Perturbation in the rock-water systems of petroleum reservoirs during CO2 enhanced recovery processes may cause precipitation of scale in production lines. Therefore, a prediction of the scale potential of a particular system is valuable in the design of the enhanced recovery treatments. On the basis of formation mineralogy, formation water chemistry, and estimated temperature and pressure conditions, scale build-up during a CO2 Huff ‘n’ Puff treatment in the Cretaceous Crooks Gap reservoir in Wyoming was predicted to be minimal. Carbonate mineral cements (mostly calcite) and plagioclase, both of which are sources of scale constituents, are present in the reservoir only in trace amounts. Also, the estimated pressures both in the formation and in the production lines were sufficient to keep most of the bicarbonate ions in solution. Finally, organic alkalinity was insufficient to buffer pH which otherwise might have stabilized carbonate minerals during the CO2 injection and cause them to precipitate within the reservoir.

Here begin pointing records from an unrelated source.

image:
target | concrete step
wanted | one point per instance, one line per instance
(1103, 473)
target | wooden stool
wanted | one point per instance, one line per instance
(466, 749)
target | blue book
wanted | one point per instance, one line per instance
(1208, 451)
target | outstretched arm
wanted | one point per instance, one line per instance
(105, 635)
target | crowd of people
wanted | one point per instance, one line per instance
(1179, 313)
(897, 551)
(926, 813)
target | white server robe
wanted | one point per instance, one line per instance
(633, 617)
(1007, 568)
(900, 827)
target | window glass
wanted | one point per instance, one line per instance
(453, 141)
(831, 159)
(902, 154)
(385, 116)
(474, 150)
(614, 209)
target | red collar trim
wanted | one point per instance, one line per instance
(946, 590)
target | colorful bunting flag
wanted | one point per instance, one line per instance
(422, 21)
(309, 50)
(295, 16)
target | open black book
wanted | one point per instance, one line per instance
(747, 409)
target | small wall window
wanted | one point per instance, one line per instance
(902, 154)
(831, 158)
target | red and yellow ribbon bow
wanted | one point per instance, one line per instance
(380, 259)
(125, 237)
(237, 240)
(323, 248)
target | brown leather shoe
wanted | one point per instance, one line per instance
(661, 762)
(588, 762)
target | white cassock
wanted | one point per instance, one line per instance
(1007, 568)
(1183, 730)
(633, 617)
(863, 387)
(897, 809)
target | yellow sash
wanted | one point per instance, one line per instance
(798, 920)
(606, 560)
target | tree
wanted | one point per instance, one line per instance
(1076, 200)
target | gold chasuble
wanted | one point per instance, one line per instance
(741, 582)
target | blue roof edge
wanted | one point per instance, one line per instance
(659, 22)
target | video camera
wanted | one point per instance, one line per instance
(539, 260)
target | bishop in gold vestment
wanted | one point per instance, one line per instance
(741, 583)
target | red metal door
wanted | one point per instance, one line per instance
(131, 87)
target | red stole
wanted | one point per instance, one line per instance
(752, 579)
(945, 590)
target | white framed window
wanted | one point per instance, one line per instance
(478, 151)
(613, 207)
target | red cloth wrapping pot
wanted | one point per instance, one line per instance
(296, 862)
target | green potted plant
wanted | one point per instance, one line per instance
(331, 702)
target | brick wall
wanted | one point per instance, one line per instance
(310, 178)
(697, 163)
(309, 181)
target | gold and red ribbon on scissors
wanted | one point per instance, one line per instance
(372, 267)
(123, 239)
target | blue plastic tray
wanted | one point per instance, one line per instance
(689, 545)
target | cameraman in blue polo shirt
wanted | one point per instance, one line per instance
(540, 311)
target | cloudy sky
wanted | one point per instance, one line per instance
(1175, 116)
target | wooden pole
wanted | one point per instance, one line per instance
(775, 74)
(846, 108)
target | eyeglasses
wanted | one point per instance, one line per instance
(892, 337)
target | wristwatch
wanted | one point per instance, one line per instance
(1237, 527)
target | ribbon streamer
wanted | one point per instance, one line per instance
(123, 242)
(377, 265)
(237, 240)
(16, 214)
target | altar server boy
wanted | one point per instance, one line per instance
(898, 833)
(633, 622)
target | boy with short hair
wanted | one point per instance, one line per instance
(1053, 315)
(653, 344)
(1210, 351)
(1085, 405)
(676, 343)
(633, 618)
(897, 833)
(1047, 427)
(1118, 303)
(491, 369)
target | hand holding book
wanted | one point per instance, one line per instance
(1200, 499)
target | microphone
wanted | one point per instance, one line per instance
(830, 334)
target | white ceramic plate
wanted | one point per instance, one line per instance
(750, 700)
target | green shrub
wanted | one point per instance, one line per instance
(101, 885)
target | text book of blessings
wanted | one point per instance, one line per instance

Water chemistry was monitored during the production phase of the Huff ‘n’ Puff treatment to test the reliability of the predictions. Initial production showed an order of magnitude increase in the calcium concentration in the produced waters as well as a two-fold increase in the bicarbonate concentration. Calculations of mineral stabilities using the post-CO2-injection produced waters indicated a slight over-saturation with respect to calcite. However, further calculations done to determine the amount of scale precipitation needed to bring the system back to saturation demonstrate that the scaling potential was minimal. The concentrations of both constituents dropped back to pre-CO2-injection levels within thirty days after the production began, which further diminished the potential for scale problems.